Because of this, their contribution to the Indian economy is little, compared to the contribution by men.
However, it is a known fact that women play a greater role at home, especially when it comes to ensuring that the family enjoys well-prepared meals, washed down with clean and safe drinking water.
In order to obtain clean and safe drinking water, most women, especially in the rural areas, have to go miles, on a daily basis, to obtain water. Thus, a lack of this basic amenity affects women the most.
To curb this problem, the need for small water enterprises which provide clean, and safe drinking water, arose.
In view of this, the Safe Water Network India (SWNI) programme was initiated. This non-profit programme provides a platform for women to become water entrepreneurs.

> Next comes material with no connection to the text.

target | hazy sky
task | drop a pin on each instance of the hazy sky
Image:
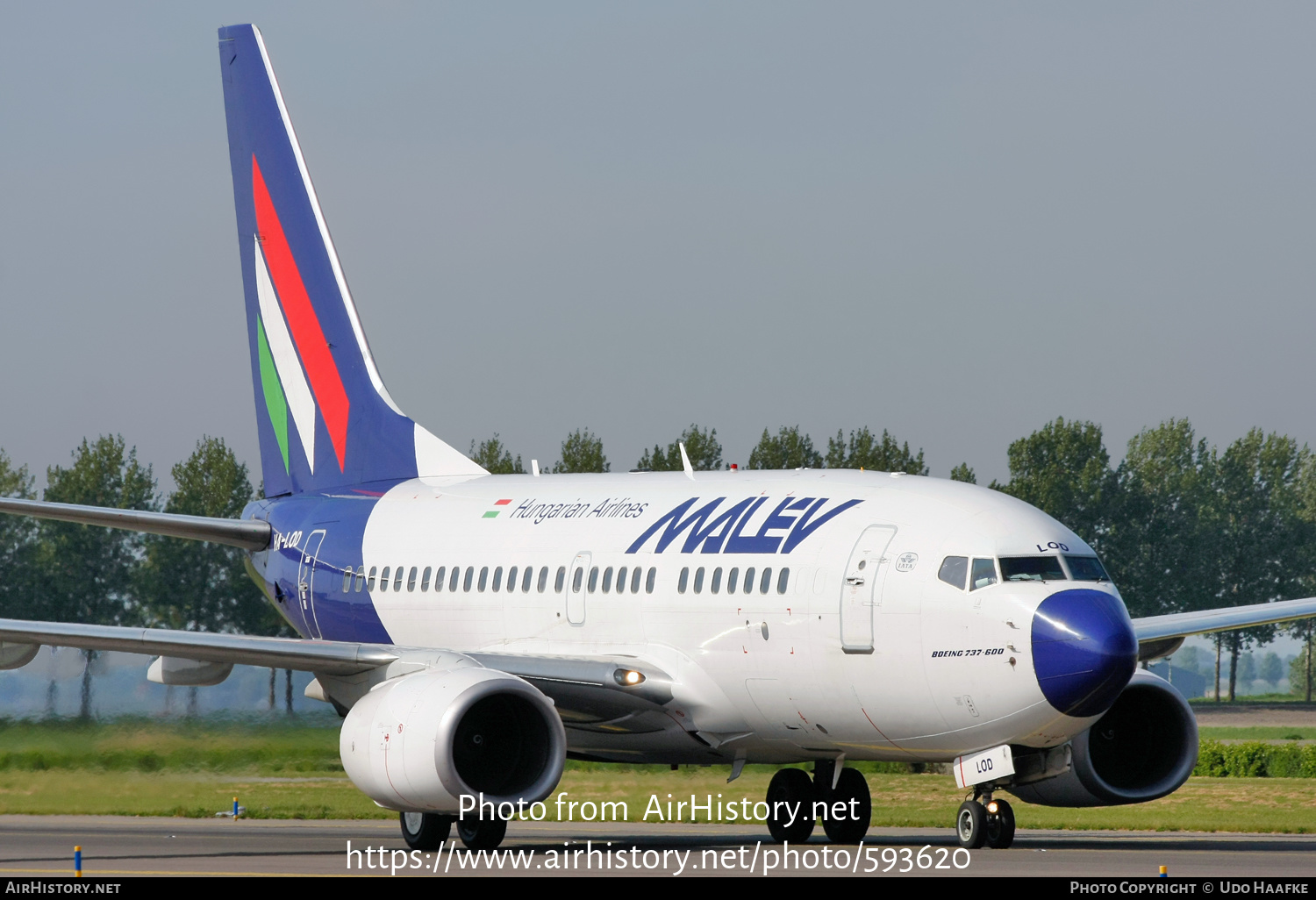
(955, 221)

Small water enterprises (SWEs), that are constituted to provide safe drinking water, can free women from collecting water and thus free them so that they can focus and pursue education and employment opportunities, according to the report.
The pilot programme carried out by the SWNI’s iJal Women’s Empowerment Programme in Medak district of Telangana, promoted female entrepreneurship. District self-help groups (SHGs) were expanded and linked to a new source of income. And the community was provided with access to safe, reliable, and affordable water supply.
The Safe Water Network India (SWNI), along with USAID, authored and released a Report at the World Water Week organized by the Stockholm International Water Institute in the Swedish Capital on 29th August 2019.
The report clearly highlighted the success of the SWNI’s iJal Women’s Empowerment Programme carried out in the Medak district of Telangana.
According to the report, within 14 months of the program, the SWNI had successfully created 49 self-help groups, which were actively managing stations in SWNI’s operation in Medak. The water stations were providing safe water to over 1.5 lakh people.
Many women have been empowered to become water entrepreneurs, rather than water carriers. Thus, through this programme, women have been given the opportunity and capacity to be actively involved in the iJal value chain.